The Responsible Wealth report, which surveyed 250 individuals with average assets of $3.5m residing in the US, Russia, Germany and the UK, found a mismatch between the attitudes of wealthy investors to their broad social responsibilities and the priorities of their financial advisers.
While ensuring “financial security” for flesh and blood is, unsurprisingly, the most important objective for wealthy individuals, the study also revealed that HNWIs regard engaging in activities that “give something back to society” on an almost-equal footing to their familial duties.
Environmental responsibility, ethical investment, engagement in civil society and charitable activity were all ranked highly in the survey. However, according to a poll of 60 UK-based lawyers and accountants conducted in November 2011, advisers often overestimate the importance to HNWIs of securing their families’ financial future and underestimate their desire to contribute to society.
“This paradox between self-interest and the interests of society presents a fundamental challenge for the traditional wealth management industry,” the study found.
“[Advisers’] tendency is to tailor for the individual client and only engage with social responsibility from the perspective of the self and family first.
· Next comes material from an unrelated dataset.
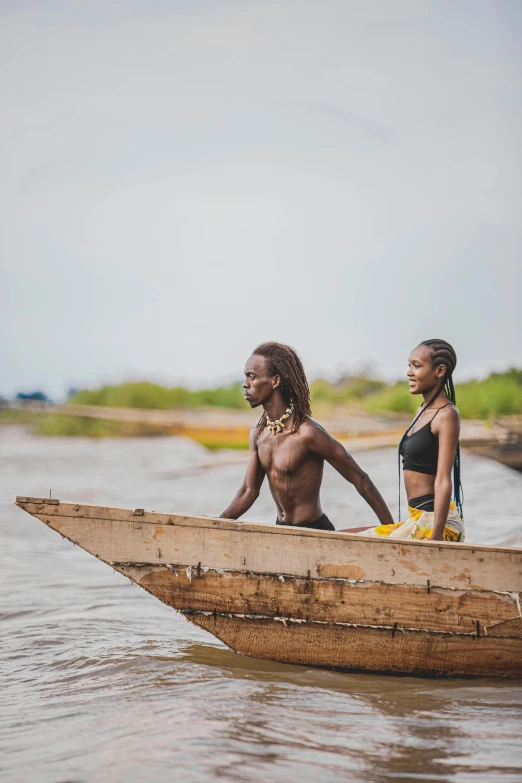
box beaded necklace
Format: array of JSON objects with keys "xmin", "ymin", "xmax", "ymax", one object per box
[{"xmin": 266, "ymin": 405, "xmax": 294, "ymax": 435}]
And yet, not only do wealth creators put more emphasis on wider altruism than their traditional advisers acknowledge, their consideration for family and their fellow man extends much further than that.
“When asked what they would do to achieve their full potential as a wealth creator, it is in the realm of wider social engagement that they feel they have most room to grow.”
A copy of the report is available on the Kaiser Partner website.
Research for the study was conducted independently by Scorpio Partnership, a wealth management insight and business development firm.